Structure-preserving parametric finite element methods for two-phase Stokes flow based on Lagrange multiplier approaches

TL;DR

This paper introduces a new parametric finite element approach for two-phase Stokes flow that preserves energy decay and volume at the discrete level, employing Lagrange multipliers and higher-order time discretizations.

Contribution

It proposes a novel Lagrange multiplier formulation that ensures structure preservation in finite element methods for two-phase Stokes flow, with efficient nonlinear solvers.

Findings

Methods achieve desired temporal accuracy.

Exact preservation of energy-decaying property.

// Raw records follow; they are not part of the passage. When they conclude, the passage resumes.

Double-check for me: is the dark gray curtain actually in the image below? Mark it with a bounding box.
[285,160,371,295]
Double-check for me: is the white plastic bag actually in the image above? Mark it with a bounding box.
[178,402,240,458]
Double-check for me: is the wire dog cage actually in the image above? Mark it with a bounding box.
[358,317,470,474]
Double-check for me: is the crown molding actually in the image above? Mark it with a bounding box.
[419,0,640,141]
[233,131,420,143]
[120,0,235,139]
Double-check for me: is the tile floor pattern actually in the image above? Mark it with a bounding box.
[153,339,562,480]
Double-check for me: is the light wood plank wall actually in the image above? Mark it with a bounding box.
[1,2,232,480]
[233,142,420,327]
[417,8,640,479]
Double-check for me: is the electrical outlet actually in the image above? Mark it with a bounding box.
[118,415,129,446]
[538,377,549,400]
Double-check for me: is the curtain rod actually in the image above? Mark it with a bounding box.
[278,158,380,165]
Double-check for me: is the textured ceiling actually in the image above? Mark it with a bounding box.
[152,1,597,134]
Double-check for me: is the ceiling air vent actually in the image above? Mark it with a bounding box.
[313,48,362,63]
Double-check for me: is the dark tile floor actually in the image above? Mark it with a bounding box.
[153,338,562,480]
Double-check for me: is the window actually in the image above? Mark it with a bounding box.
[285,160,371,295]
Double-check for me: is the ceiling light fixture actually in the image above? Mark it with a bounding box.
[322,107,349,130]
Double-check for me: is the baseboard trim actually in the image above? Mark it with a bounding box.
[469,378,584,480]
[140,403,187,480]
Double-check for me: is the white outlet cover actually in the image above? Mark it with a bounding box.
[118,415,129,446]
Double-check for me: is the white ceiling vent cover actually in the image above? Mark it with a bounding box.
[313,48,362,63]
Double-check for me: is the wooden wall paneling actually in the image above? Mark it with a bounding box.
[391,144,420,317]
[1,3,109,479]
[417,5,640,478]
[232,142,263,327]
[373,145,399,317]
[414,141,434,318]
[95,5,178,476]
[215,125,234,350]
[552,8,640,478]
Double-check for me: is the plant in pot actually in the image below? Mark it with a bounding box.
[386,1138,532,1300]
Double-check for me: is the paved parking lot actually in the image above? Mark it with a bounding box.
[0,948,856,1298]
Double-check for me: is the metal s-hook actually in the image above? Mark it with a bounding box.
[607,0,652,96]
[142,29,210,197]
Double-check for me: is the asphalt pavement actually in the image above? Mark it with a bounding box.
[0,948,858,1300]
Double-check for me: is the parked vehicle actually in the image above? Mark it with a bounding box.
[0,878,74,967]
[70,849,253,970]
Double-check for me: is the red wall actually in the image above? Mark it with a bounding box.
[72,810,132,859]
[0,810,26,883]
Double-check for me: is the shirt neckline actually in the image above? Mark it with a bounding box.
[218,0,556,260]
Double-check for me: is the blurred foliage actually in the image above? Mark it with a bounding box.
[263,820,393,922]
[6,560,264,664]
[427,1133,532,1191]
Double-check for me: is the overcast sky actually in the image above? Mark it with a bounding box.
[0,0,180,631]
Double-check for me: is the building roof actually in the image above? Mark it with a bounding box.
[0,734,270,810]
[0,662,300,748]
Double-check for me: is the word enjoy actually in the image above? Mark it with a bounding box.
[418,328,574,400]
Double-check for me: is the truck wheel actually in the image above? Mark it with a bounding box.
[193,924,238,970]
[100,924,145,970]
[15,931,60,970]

Volume-preserving at the discrete level.

Abstract

We present a novel formulation for parametric finite element methods to approximate two-phase Stokes flow. The new formulation is based on the classical Stokes equation in the bulk and a novel choice of interface conditions with additional Lagrange multipliers. This new Lagrange multiplier approach ensures that the numerical methods exactly preserve two physical structures of two-phase Stokes flow at the fully discrete level: (i) the energy-decaying and (ii) the volume-preserving properties. Moreover, different types of higher-order time discretization methods are employed, including the Crank--Nicolson method and the second-order backward differentiation formula approach. The resulting schemes are nonlinear and can be efficiently solved by using the Newton method with a decoupling technique. Extensive numerical experiments demonstrate that our methods achieve the desired temporal accuracy while preserving the two physical structures of the two-phase Stokes system.